When clouds moved overhead, people would gasp as the nave darkened and then brightened again. "I said to myself, `It's like this grand old lady took a deep breath,'" he said.
Monsignor William F. Burke remembers a very different basilica from the one he saw yesterday. He and other clergy from the Archdiocese of Baltimore toured the building yesterday afternoon.
As a seminarian nearly 50 years ago, he sang in the choir of the basilica every Sunday.
At the time, the floor was dark-green marble, the windows stained glass and the skylights had been covered up.
"Nobody knew they were there," said Burke, now the pastor of St. Francis of Assisi parish near Lake Montebello.
After his visit, the priest said the restoration and renovation was "very impressive."
"The brightness of the place is what's most striking," he said. "It's a much more cheerful, celebratory place from that perspective."
At the media briefing yesterday, Cardinal William H. Keeler thanked the architects, contractors and artisans who worked on the project. He described the basilica as "an American treasure."
"On Saturday, when the church reopens, we will realize a long-held dream of sharing it with a nation," he said.
The archbishop said that until the American Revolution, "the Catholic Church consisted of a persecuted but devout minority." The basilica was the first Catholic cathedral built in the United States after the signing of the Constitution.
The first archbishop, John Carroll, "wanted a cathedral that would celebrate the newly acquired right of Catholics and people of other faiths to worship openly, in accord with their conscience," Keeler said.
Preparation for the renovation and restoration began nearly a decade ago and included plans to upgrade the infrastructure and to execute elements of architect Benjamin Henry Latrobe's original design that were never realized in the 19th century.
For example, the early workmen had read the plans upside down for the lower level or undercroft, said architect John G. Waite. As a result, the plan of Carroll and Latrobe to create a chapel there had to be abandoned until this restoration. Contractors for the renovation excavated 4 to 15 feet to open it up and build the Our Lady Seat of Wisdom Chapel at one end.
The cornerstone of the basilica was laid in 1806, but the cathedral was unfinished when it was dedicated in 1821.
"For the next 40 years, Latrobe's vision was so strong, it's completed in bits and pieces as money's available," Waite said.

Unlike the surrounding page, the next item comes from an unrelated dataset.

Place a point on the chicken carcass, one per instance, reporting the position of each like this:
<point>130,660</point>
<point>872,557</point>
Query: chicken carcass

By the time of the Civil War, however, "there was a real tendency to try to make it more medieval-looking, darker," the architect said. In the 1940s, stained-glass windows were installed. They were replaced with clear glass during the recent renovation. Other changes help to make the basilica "an effective cathedral for the 21st century," Waite said, by integrating modern heating, lighting and electrical systems.

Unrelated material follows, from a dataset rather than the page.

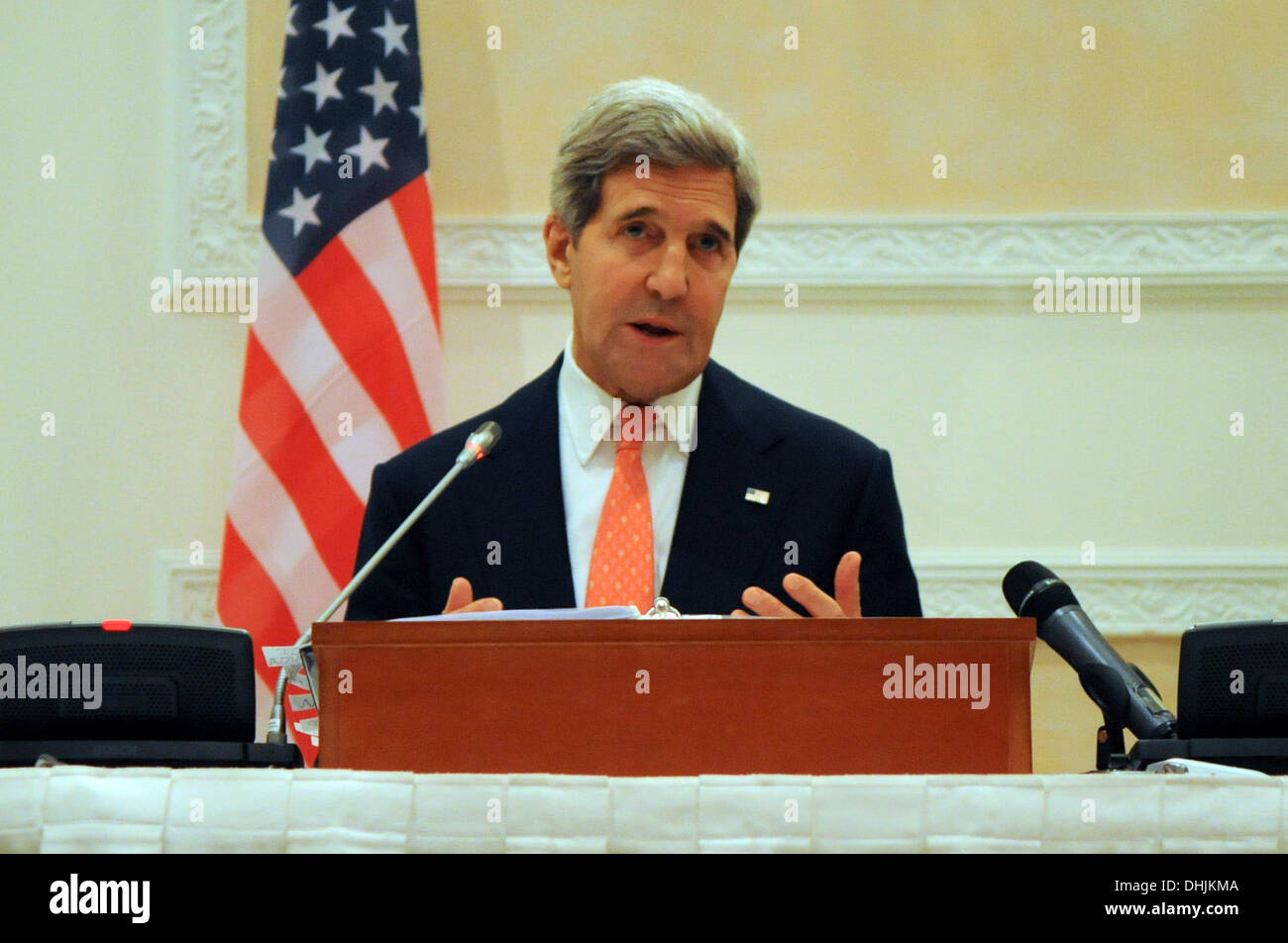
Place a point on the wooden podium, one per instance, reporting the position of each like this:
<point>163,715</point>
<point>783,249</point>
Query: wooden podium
<point>677,697</point>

Keeler demonstrated the accessibility of the restored building by using a wheelchair to get to the news briefing yesterday from his residence to the cathedral.
"He was able to come in from his house in a completely accessible route," Waite said.
Monsignor G. Michael Schleupner attended the priests' tour yesterday with Monsignor Martin Strempeck, who was ordained in the basilica more than 50 years ago.
Schleupner, the pastor of St. Margaret Roman Catholic Church in Bel Air, said the restored basilica is beautiful. He sometimes celebrated weekday Masses there when he served as chancellor of the archdiocese for 10 years.
"What an amazing change," he said. The priest was particularly impressed by natural light, as well as the improved access to the crypt where Carroll and other early archbishops of Baltimore are buried.
The Rev. Abel Agbulu, who moved to St. Cecilia parish near Gwynns Falls Park last month, soon learned about the basilica's restoration. The native of Nigeria, who has visited cathedrals in Paris and Rome, described this basilica as "awesome."
"Just open your eyes, and it speaks to you," he said.